Representantes do Google desaconselharam a criação de conteúdo "em pequenas doses" especificamente para modelos de linguagem grandes (LLMs) como o Gemini, afirmando que essa prática não melhora o posicionamento nos mecanismos de busca. Durante um episódio recente do podcast Search Off the Record do Google, John Mueller e Danny Sullivan abordaram a crescente tendência de "fragmentação de conteúdo", onde os sites dividem as informações em parágrafos e seções menores, frequentemente formatados com subtítulos em forma de pergunta, na tentativa de serem mais facilmente assimilados e citados pela IA generativa.
A motivação por trás da fragmentação de conteúdo é a crença de que os LLMs podem processar e utilizar mais facilmente as informações apresentadas em segmentos curtos e facilmente digeríveis. Muitos sites adotaram essa abordagem, apresentando parágrafos curtos, às vezes com apenas uma ou duas frases, com vários subtítulos formulados como perguntas que um chatbot poderia fazer. No entanto, Sullivan afirmou que o Google não usa esses sinais para melhorar o posicionamento na pesquisa. "Uma das coisas que continuo vendo repetidamente em alguns conselhos de SEO é tipo, oh, você deveria dividir as coisas em pedaços realmente, muito curtos", disse Sullivan. "E isso não é algo que consideramos como um sinal de classificação."

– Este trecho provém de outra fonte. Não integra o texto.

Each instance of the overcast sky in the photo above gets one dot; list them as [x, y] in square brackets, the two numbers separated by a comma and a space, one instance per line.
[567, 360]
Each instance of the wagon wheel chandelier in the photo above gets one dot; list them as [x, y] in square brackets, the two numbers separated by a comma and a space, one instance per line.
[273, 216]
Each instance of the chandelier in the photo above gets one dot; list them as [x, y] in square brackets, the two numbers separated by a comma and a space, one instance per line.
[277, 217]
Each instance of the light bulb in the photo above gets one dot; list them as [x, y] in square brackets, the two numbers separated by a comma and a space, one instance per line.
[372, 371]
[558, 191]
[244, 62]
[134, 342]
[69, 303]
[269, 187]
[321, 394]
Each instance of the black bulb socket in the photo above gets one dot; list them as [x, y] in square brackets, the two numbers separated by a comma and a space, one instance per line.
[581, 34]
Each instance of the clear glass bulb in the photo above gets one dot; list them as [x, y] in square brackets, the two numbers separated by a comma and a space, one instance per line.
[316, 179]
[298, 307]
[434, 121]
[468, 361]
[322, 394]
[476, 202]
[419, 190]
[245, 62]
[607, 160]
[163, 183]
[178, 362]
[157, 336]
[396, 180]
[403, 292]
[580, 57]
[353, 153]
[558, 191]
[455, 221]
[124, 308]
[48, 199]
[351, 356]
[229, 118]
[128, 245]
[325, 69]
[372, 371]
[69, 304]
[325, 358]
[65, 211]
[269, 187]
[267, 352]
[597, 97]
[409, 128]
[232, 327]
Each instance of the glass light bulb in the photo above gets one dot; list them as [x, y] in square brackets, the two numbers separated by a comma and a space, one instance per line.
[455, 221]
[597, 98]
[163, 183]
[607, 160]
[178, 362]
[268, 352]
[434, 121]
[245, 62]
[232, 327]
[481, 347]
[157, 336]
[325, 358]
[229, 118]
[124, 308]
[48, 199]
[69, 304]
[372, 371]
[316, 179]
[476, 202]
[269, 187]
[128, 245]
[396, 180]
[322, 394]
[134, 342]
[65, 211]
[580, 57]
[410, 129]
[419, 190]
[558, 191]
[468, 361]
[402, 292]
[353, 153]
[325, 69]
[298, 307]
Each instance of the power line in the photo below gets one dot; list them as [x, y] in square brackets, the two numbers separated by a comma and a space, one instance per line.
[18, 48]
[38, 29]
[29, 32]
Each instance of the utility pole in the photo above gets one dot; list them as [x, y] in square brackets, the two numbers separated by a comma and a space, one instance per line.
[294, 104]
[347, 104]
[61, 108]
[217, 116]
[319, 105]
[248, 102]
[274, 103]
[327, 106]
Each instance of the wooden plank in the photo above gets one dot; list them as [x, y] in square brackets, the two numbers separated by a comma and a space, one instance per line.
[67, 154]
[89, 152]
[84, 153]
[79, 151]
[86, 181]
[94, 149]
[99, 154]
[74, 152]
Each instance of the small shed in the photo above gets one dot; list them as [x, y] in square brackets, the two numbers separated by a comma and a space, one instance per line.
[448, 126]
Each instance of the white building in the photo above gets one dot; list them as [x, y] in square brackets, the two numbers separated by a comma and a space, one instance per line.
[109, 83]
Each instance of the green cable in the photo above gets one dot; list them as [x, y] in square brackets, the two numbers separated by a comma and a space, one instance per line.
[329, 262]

A otimização para mecanismos de busca (SEO) é um aspecto significativo dos negócios online, com empresas buscando constantemente estratégias para melhorar sua visibilidade nos resultados de pesquisa. Embora algumas práticas de SEO sejam legítimas e benéficas, muitas outras são baseadas em especulação e teorias não comprovadas. A fragmentação de conteúdo parece ser uma dessas abordagens, impulsionada por uma má compreensão de como os algoritmos de pesquisa do Google operam.
As implicações da declaração do Google são significativas para criadores de conteúdo e proprietários de sites. Sugere que focar na criação de conteúdo abrangente e de alta qualidade que atenda aos leitores humanos, em vez de tentar otimizar para LLMs, continua sendo a estratégia mais eficaz para melhorar o posicionamento na pesquisa. Isso se alinha com a ênfase de longa data do Google na experiência do usuário e no fornecimento de conteúdo relevante e informativo.
O conselho do Google ressalta a relação em evolução entre os mecanismos de busca e a IA. À medida que os LLMs se tornam cada vez mais integrados em várias plataformas online, entender como eles interagem com o conteúdo da web é crucial. No entanto, a postura do Google indica que priorizar a legibilidade humana e informações abrangentes permanece fundamental para o sucesso do SEO. A empresa continua a refinar seus algoritmos de pesquisa, e desenvolvimentos futuros podem esclarecer ainda mais o papel do conteúdo otimizado para IA no posicionamento na pesquisa.